Defesa dos acusados não foi localizada e por causa disso a audiência foi remarcada

Por O Dia

Patrícia Amieiro foi morta após seu carro ser alvo de disparos dados por policiais militares, de acordo com o MP
Patrícia Amieiro foi morta após seu carro ser alvo de disparos dados por policiais militares, de acordo com o MP -
Rio - O Tribunal de Justiça (TJ) do Rio decidiu adiar para o próximo dia 26 o júri popular dos quatro policiais militares acusados pela morte da engenheira Patrícia Amieiro. O crime completou 11 anos em junho deste ano. Segundo o TJ, a defesa dos homens não foi localizada e por causa disso a audiência foi remarcada.
No início do ano, o júri popular foi marcado para fevereiro depois que o Superior Tribunal de Justiça (STJ) determinar a "imediata" realização do julgamento, com base em pedido do Ministério Público do Rio (MPRJ). No entanto, a audiência não aconteceu já que as testemunhas não foram intimadas a tempo.
Patrícia foi morta quando tinha 24 anos, em junho de 2008. Ela voltava de uma festa na Urca, na Zona Sul do Rio, e passava pela Barra da Tijuca, na Zona Oeste, quanto teve o carro atingido por tiros.
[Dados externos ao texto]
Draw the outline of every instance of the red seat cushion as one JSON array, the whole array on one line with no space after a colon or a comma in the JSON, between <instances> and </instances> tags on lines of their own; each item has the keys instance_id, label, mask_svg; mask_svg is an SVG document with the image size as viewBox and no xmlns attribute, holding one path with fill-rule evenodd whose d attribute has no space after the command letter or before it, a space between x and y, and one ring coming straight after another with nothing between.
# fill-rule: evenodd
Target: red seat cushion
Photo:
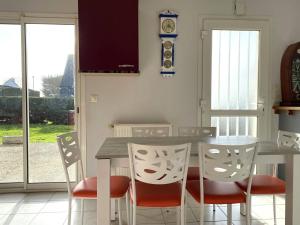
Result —
<instances>
[{"instance_id":1,"label":"red seat cushion","mask_svg":"<svg viewBox=\"0 0 300 225\"><path fill-rule=\"evenodd\" d=\"M247 190L248 180L237 182L243 190ZM285 182L277 177L254 175L251 186L252 194L284 194Z\"/></svg>"},{"instance_id":2,"label":"red seat cushion","mask_svg":"<svg viewBox=\"0 0 300 225\"><path fill-rule=\"evenodd\" d=\"M132 184L131 184L132 185ZM130 186L131 186L130 185ZM180 206L181 184L147 184L135 182L137 206L147 207L173 207ZM133 198L132 187L130 188L131 199Z\"/></svg>"},{"instance_id":3,"label":"red seat cushion","mask_svg":"<svg viewBox=\"0 0 300 225\"><path fill-rule=\"evenodd\" d=\"M206 204L234 204L246 202L246 195L234 182L220 182L204 180L204 203ZM188 192L200 202L200 182L188 181Z\"/></svg>"},{"instance_id":4,"label":"red seat cushion","mask_svg":"<svg viewBox=\"0 0 300 225\"><path fill-rule=\"evenodd\" d=\"M126 176L110 177L110 196L120 198L129 187L129 178ZM97 177L87 177L73 188L73 196L81 198L97 198Z\"/></svg>"},{"instance_id":5,"label":"red seat cushion","mask_svg":"<svg viewBox=\"0 0 300 225\"><path fill-rule=\"evenodd\" d=\"M199 167L189 167L188 174L187 174L187 180L199 180Z\"/></svg>"}]
</instances>

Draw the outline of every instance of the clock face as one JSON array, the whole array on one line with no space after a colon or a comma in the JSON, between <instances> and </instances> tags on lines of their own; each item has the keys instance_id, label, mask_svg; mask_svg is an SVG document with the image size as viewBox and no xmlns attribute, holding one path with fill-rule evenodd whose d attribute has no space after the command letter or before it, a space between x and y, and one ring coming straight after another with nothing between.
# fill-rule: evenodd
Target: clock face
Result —
<instances>
[{"instance_id":1,"label":"clock face","mask_svg":"<svg viewBox=\"0 0 300 225\"><path fill-rule=\"evenodd\" d=\"M171 58L171 56L172 56L172 52L171 52L171 51L167 50L167 51L164 52L164 57L165 57L166 59Z\"/></svg>"},{"instance_id":2,"label":"clock face","mask_svg":"<svg viewBox=\"0 0 300 225\"><path fill-rule=\"evenodd\" d=\"M165 49L170 49L170 48L172 48L172 42L171 41L166 41L165 43L164 43L164 47L165 47Z\"/></svg>"},{"instance_id":3,"label":"clock face","mask_svg":"<svg viewBox=\"0 0 300 225\"><path fill-rule=\"evenodd\" d=\"M172 33L175 30L175 22L171 19L165 19L162 22L162 30L166 33Z\"/></svg>"},{"instance_id":4,"label":"clock face","mask_svg":"<svg viewBox=\"0 0 300 225\"><path fill-rule=\"evenodd\" d=\"M171 68L172 66L172 62L170 60L166 60L164 61L164 67L166 67L167 69Z\"/></svg>"}]
</instances>

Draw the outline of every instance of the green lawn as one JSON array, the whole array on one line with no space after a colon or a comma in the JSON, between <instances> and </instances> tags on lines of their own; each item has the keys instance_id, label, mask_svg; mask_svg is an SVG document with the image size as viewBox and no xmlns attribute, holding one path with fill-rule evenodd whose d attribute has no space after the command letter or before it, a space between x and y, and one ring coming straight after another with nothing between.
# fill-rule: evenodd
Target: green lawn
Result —
<instances>
[{"instance_id":1,"label":"green lawn","mask_svg":"<svg viewBox=\"0 0 300 225\"><path fill-rule=\"evenodd\" d=\"M29 129L30 142L56 142L56 136L70 132L73 125L32 124ZM22 125L0 125L0 144L3 136L22 136Z\"/></svg>"}]
</instances>

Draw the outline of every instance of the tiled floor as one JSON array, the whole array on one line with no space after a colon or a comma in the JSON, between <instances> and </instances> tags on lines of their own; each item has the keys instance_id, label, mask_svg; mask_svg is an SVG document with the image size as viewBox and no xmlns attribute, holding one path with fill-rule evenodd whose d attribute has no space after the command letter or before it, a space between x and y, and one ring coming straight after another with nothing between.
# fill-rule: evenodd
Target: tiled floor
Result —
<instances>
[{"instance_id":1,"label":"tiled floor","mask_svg":"<svg viewBox=\"0 0 300 225\"><path fill-rule=\"evenodd\" d=\"M67 193L0 194L0 225L67 225ZM73 201L72 225L81 225L80 200ZM284 224L284 196L277 196L277 224ZM126 211L122 216L126 225ZM199 205L188 198L187 225L199 224ZM205 225L227 225L226 206L219 205L216 212L205 208ZM85 200L84 225L96 225L96 201ZM112 223L118 224L117 221ZM137 224L175 225L175 209L141 208L137 212ZM239 213L239 206L233 206L233 224L244 225L245 217ZM271 196L254 196L252 225L274 224Z\"/></svg>"}]
</instances>

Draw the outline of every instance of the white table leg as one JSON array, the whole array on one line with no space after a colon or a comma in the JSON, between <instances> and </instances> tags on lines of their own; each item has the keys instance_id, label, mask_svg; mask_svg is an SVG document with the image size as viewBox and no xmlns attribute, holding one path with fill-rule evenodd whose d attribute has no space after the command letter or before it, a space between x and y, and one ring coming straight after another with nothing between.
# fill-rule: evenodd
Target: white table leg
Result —
<instances>
[{"instance_id":1,"label":"white table leg","mask_svg":"<svg viewBox=\"0 0 300 225\"><path fill-rule=\"evenodd\" d=\"M97 225L110 225L110 159L97 160Z\"/></svg>"},{"instance_id":2,"label":"white table leg","mask_svg":"<svg viewBox=\"0 0 300 225\"><path fill-rule=\"evenodd\" d=\"M116 168L111 167L110 174L112 176L116 175ZM110 200L110 220L116 220L116 200L115 199Z\"/></svg>"},{"instance_id":3,"label":"white table leg","mask_svg":"<svg viewBox=\"0 0 300 225\"><path fill-rule=\"evenodd\" d=\"M300 224L300 155L286 156L285 224Z\"/></svg>"}]
</instances>

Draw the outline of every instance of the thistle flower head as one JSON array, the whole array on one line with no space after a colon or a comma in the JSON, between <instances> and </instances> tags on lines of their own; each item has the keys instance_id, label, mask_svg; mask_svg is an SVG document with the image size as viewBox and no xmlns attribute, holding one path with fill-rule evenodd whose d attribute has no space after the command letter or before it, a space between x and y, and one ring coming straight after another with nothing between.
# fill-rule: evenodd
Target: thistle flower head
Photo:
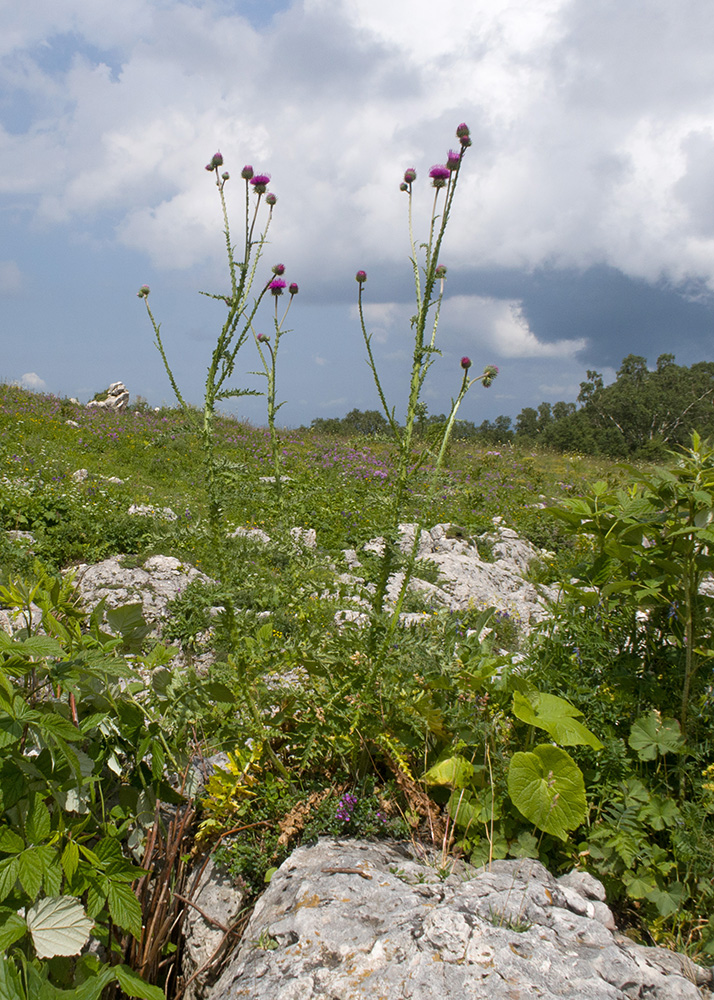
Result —
<instances>
[{"instance_id":1,"label":"thistle flower head","mask_svg":"<svg viewBox=\"0 0 714 1000\"><path fill-rule=\"evenodd\" d=\"M206 170L216 170L218 167L223 166L223 155L222 153L214 153L211 157L211 162L206 164Z\"/></svg>"},{"instance_id":2,"label":"thistle flower head","mask_svg":"<svg viewBox=\"0 0 714 1000\"><path fill-rule=\"evenodd\" d=\"M437 163L429 171L429 176L431 177L431 183L435 188L444 187L449 177L451 177L451 171L448 167L443 166L441 163Z\"/></svg>"},{"instance_id":3,"label":"thistle flower head","mask_svg":"<svg viewBox=\"0 0 714 1000\"><path fill-rule=\"evenodd\" d=\"M270 174L254 174L250 179L253 190L256 194L265 194L265 190L270 183Z\"/></svg>"}]
</instances>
As investigações apontam que os PMs Marcos Paulo Nogueira Maranhão e Willian Luís do Nascimento fizeram os disparos contra o veículo, ao confundi-lo com um ocupado por traficantes. Já os policiais militares Flávio da Silveira Santana e Márcio Oliveira dos Santos respondem por fraude processual.
"Os disparos de arma de fogo fizeram com que a vítima perdesse o controle do veículo no acesso à ponte existente no local e colidisse violentamente contra dois postes e uma mureta", diz a denúncia do Ministério Público.
Ainda segundo o MP, ao ver que a engenheira tinha morrido, os policiais teriam retirado o corpo dela e jogado o carro no Canal de Marapendi. O corpo jamais foi encontrado.